Masalah ini juga memiliki dimensi global karena sampah plastik adalah polutan lintas batas. Banyak ditemukan plastik bertuliskan “made in Indonesia” di pesisir negara lain, dan sebaliknya.
UNEP bahkan mencatat bahwa pada 2020 sebanyak 9 hingga 14 juta ton plastik masuk ke lautan dunia, yang diperkirakan melonjak menjadi hingga 265 juta ton pada 2060.
Sementara penelitian BRIN menunjukkan bahwa 10 hingga 20 persen sampah dari Indonesia bisa hanyut ke perairan internasional, bahkan sampai ke Afrika Selatan dalam kurun waktu setahun.

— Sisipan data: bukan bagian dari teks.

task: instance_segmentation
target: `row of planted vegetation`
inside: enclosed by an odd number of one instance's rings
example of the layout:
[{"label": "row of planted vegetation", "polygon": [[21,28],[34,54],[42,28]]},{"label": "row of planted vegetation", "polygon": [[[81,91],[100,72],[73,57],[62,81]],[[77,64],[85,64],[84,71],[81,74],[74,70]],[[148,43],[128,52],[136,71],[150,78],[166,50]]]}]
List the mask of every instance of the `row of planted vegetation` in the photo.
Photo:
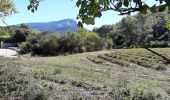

Kerugian akibat pencemaran plastik bukan hanya ekologis, tetapi juga ekonomis. BRIN memperkirakan sekitar 484 ribu ton sampah plastik bocor ke laut setiap tahun dari Indonesia, dengan nilai kerugian ekonomi mencapai Rp25 hingga Rp255 triliun per tahun.
Kerugian ini mencakup potensi sektor pariwisata, perikanan, dan kerusakan infrastruktur akibat sampah yang tidak tertangani. Pemerintah Indonesia mulai mengambil langkah lebih tegas sejak Presiden Prabowo dilantik akhir 2024.
Kementerian Lingkungan Hidup kini memfokuskan diri pada penanganan sampah, termasuk menghentikan impor bahan baku daur ulang dan menindak tempat pemrosesan akhir (TPA) yang masih melakukan open dumping.
Sudah ada 343 TPA yang dijatuhi sanksi administratif, bahkan beberapa diproses hukum, seperti Unit Pengelolaan Sampah Terpadu Bantargebang.
Namun, langkah-langkah itu tidak selalu mudah. Penutupan TPA open dumping memicu penolakan warga di beberapa daerah, seperti yang terjadi di Banjarmasin hingga muncul gugatan class action.
Di sisi lain, pemerintah mempercepat pembangunan fasilitas teknologi seperti Pembangkit Listrik Tenaga Sampah (PLTSa) di 33 titik dan fasilitas RDF (Refuse Derived Fuel), meski beberapa menghadapi penolakan masyarakat seperti di Rorotan, Jakarta.
Solusi teknologi akan sulit berjalan tanpa perubahan perilaku masyarakat. Tragedi TPA Leuwigajah pada 2005 yang menewaskan 157 orang pun belum cukup menggugah kesadaran publik secara luas.
Padahal, Indonesia sudah memiliki payung hukum berupa Undang-Undang Nomor 18 Tahun 2008 tentang Pengelolaan Sampah. Yang dibutuhkan saat ini adalah kepatuhan terhadap aturan, pengawasan, edukasi publik, dan tanggung jawab individu yang nyata.
Contoh keberhasilan dapat dilihat dari pelarangan kantong plastik di beberapa kota.Aturan ini diikuti oleh dunia usaha dan didukung oleh kebiasaan baru warga. Survei Populix pada 2023 mencatat bahwa 80 persen responden kini membawa tas belanja dan botol minum sendiri.
Ini menunjukkan bahwa sinergi antara aturan, pengawasan, partisipasi dunia usaha, dan perubahan gaya hidup masyarakat bisa menjadi pola keberhasilan. Bila pola ini diperluas, target pengelolaan sampah 100 persen pada 2029 sesuai Perpres Nomor 12 Tahun 2025 bukan sekadar ambisi, melainkan masa depan yang bisa diwujudkan.